NB: Using the scale-down stabilization window is also a very good way to have a stable scaling down process. A stabilization window long enough will assure the metric has been lower long enough to safely scale down.

cchen-vertica · 2025-01-22T18:19:00Z

kuttl-test.yaml

+  - script: make undeploy-prometheus || true
+  - script: if [ "$NEED_PROMETHEUS" = "true" ]; then make deploy-prometheus; fi
+  - script: make undeploy-prometheus-adapter || true
+  - script: if [ "$NEED_PROMETHEUS" = "true" ]; then make deploy-prometheus-adapter; fi


Do we run "make undeploy-prometheus" and "make undeploy-prometheus-adaptor" at the end of leg-12? If not, are all the generated prometheus objects are in one namespace and how we can make sure the test objects are cleaned up?

prometheus and prometheus-adapter are at the same level as the operator i.e a new instance is created for each (leg-12) run for the entire run(only one prometheus/adapter is used by all the test cases that need it). We are not explicitly cleaning them up because they will be removed with the kind cluster just like the operator.

After each test(running locally), we will not remove the operator so the prometheus objects will not be cleaned.
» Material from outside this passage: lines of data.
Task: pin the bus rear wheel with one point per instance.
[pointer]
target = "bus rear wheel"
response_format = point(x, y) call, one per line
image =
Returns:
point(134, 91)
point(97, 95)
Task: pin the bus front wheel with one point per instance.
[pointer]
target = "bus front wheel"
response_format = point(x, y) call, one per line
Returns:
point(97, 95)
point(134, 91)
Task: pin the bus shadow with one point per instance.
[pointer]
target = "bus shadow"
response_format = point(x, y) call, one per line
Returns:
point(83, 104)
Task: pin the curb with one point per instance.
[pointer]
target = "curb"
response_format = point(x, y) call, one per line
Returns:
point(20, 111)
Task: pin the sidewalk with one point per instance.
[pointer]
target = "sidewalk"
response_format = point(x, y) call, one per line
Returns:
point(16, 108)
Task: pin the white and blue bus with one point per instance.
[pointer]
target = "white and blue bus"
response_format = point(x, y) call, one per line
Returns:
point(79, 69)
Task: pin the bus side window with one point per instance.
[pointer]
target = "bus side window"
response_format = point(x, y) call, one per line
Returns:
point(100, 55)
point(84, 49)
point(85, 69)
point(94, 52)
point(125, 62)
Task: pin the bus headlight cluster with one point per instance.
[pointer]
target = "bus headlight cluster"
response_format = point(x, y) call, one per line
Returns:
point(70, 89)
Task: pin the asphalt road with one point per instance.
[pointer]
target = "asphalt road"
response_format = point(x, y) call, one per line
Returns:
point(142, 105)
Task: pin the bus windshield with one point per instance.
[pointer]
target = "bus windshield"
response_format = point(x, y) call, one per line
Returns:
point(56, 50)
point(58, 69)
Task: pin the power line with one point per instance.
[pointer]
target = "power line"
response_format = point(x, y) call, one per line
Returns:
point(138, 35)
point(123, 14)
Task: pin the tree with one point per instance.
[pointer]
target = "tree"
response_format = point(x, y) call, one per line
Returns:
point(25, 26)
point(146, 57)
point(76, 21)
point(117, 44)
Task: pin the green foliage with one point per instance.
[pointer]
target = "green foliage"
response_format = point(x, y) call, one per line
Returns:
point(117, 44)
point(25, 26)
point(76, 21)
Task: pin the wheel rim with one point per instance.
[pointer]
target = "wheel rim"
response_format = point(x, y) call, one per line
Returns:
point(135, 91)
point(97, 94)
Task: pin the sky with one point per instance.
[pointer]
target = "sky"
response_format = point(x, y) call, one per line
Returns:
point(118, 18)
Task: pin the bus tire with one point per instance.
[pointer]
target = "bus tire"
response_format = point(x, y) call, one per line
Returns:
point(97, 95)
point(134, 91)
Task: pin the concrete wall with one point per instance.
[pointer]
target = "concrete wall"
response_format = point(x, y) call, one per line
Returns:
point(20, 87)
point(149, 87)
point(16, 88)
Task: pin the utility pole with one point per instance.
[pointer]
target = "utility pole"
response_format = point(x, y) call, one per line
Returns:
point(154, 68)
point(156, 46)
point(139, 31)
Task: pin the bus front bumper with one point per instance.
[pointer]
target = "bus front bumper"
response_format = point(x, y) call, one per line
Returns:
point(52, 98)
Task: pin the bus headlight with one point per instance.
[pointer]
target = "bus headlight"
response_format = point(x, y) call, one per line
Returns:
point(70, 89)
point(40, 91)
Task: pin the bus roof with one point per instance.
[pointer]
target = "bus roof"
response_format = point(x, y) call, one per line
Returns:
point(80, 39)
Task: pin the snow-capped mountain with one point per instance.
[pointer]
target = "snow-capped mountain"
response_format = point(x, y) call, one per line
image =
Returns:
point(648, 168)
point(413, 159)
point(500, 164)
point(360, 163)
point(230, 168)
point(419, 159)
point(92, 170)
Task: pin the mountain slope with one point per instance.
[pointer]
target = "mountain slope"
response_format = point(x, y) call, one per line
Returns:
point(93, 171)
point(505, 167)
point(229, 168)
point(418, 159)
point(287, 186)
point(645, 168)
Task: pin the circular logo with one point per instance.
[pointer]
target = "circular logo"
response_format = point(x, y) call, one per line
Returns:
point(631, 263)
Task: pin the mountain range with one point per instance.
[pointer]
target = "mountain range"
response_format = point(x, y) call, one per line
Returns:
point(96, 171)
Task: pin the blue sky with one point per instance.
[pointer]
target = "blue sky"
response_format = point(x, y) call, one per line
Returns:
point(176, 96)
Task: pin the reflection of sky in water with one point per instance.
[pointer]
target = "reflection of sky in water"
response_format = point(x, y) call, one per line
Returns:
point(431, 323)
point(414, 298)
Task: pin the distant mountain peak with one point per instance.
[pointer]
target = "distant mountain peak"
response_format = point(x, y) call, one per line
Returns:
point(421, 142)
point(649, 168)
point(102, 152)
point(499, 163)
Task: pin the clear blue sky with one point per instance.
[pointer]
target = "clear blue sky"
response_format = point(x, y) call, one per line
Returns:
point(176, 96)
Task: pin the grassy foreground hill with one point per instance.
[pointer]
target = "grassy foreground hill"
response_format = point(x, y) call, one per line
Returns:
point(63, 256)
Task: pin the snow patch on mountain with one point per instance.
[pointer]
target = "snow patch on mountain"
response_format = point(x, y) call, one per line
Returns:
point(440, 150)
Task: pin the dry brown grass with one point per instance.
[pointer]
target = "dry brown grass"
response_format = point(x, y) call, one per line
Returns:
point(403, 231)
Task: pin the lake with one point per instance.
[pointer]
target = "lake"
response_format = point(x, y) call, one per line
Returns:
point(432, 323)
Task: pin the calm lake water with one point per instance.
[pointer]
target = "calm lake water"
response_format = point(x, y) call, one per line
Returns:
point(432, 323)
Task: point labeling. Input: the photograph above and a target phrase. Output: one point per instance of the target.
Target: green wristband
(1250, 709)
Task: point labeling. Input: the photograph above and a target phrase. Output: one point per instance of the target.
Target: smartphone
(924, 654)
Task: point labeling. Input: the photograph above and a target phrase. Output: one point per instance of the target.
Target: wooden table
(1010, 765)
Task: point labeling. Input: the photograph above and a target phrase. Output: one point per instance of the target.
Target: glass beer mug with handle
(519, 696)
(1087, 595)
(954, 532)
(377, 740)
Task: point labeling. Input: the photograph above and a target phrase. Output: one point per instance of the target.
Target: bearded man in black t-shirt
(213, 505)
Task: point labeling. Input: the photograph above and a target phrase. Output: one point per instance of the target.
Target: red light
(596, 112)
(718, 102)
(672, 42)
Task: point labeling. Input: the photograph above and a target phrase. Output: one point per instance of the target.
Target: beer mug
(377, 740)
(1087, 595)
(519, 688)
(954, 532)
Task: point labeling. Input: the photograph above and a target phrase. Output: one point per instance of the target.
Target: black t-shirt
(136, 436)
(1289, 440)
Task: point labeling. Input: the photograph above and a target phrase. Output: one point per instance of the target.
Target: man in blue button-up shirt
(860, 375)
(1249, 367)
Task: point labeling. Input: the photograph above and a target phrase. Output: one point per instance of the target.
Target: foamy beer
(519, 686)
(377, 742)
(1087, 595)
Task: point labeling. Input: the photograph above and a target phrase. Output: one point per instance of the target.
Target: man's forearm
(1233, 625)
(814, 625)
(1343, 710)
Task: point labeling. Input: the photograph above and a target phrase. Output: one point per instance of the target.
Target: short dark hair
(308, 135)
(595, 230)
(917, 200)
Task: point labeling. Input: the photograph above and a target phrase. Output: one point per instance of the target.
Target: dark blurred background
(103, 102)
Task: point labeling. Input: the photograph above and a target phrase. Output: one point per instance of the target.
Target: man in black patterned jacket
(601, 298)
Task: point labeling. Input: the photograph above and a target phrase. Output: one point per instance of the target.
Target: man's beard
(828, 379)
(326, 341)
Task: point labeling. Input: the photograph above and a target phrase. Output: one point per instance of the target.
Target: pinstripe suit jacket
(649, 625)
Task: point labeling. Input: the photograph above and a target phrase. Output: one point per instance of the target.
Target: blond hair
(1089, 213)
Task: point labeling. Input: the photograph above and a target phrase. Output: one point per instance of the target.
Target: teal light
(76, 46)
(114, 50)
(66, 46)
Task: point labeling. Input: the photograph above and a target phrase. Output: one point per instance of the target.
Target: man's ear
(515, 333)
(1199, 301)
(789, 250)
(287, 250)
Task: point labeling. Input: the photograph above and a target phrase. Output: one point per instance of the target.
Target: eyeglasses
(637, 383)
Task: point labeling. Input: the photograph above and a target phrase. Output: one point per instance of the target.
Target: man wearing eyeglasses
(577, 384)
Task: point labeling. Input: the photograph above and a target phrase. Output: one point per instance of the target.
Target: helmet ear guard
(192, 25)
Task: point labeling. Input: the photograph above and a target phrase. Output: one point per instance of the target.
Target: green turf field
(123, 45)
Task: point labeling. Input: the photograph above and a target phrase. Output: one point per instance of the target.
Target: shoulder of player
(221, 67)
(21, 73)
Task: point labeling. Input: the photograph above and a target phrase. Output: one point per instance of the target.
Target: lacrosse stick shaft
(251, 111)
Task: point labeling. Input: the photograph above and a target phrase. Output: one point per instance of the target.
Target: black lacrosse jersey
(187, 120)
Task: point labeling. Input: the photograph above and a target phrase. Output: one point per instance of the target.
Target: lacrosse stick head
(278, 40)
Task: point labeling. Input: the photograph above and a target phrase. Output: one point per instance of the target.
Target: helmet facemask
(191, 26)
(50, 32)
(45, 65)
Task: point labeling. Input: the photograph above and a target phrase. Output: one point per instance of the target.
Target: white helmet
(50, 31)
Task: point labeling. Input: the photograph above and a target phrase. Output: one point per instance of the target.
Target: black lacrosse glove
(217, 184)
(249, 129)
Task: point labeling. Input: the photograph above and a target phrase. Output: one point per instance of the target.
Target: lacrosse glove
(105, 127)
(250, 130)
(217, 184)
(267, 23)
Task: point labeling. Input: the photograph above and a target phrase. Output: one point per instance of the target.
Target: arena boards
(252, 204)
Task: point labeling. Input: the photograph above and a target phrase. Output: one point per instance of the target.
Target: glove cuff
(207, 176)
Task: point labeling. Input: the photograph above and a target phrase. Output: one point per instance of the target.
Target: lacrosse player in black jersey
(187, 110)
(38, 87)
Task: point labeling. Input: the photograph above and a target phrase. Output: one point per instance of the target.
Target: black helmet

We should have a follow-up low-priority jira to make sure those objects are cleaned.

cchen-vertica · 2025-01-22T18:39:33Z

tests/e2e-leg-12/scale-down-with-threshold/35-verify-custom-metrics.yaml

+kind: TestStep
+commands:
+  - script: |
+      echo "sleep 120 seconds before starting to verify metrics"


why do we need to sleep 120 seconds for getting the metrics?

Because it may take some time for the metrics to show up in the adapter. I will make it 60s and see.

Okay, good to know this.

cchen-vertica · 2025-01-22T18:40:37Z

tests/e2e-leg-12/scale-down-with-threshold/40-create-sessions.yaml

+    set -o errexit
+    set -o xtrace
+
+    kubectl exec svc/v-scale-down-threshold-pri1 -c server -- vsql -U dbadmin -w topsecret -c "select sleep('240');" &


Using a for-loop will be easily to find how many connections we created.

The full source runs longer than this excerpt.